Duma deputy asks Medvedev to follow up on anti-corruption activists’ probe into deputy PM’s suspicious travel spending
Duma deputy Oleg Shein, a member of one of Russia’s nominally opposition parties, has formally asked Prime Minister Dmitry Medvedev to open an inquiry into First Deputy Prime Minister Igor Shuvalov’s use of government money, in light of an investigative report released yesterday by the Anti-Corruption Foundation.
In his request, Shein reminds Medvedev that civil servants must exercise patience and respect Russia’s national traditions. In his open letter to the prime minister, Shein, a leftist, argues that it goes against Russia’s national traditions for a state official to transport dogs in a private plane.

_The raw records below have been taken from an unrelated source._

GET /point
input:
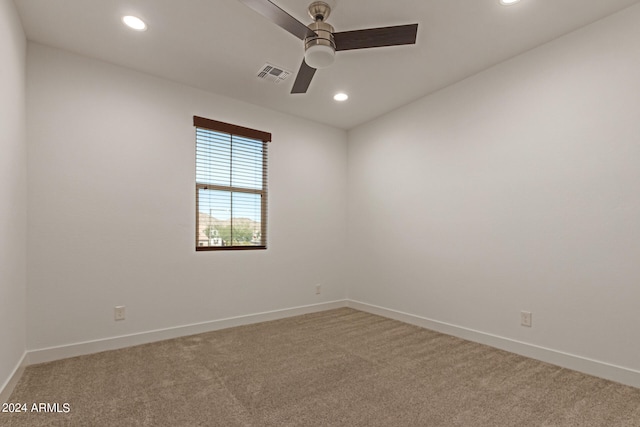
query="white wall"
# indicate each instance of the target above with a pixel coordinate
(516, 189)
(13, 189)
(112, 215)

The Anti-Corruption Foundation, led by opposition leader Alexey Navalny, found 13 “coincidences” in which the airplane Bombardier Global Express happened to be in the same cities as Igor Shuvalov on the same days. The cities included Vladivostok, where Shuvalov recently participated in a forum, and Kazan, where he spoke about particularly small apartments in Moscow.
The team also determined that Shuvalov used an airplane to travel to his family’s mansion in Salzburg, Austria, 18 times this year, and estimates that the cost of these trips to amounts to roughly 100 million rubles ($1.6 million).
Finally, the team discovered that corgis (Welsh herding dogs) raised by Shuvalov’s wife also travel on this airplane, as, on eight occasions, the jet happened to turn up in cities that were holding Corgi dog shows at the time.
Early last week, Navalny accused Shuvalov of buying ten adjacent apartments on the 14th floor of Moscow’s Kotelnicheskaya Embankment Building to create an impressive 719-square-meter (7,740-square-feet) 600-million-ruble ($9.4 million) apartment.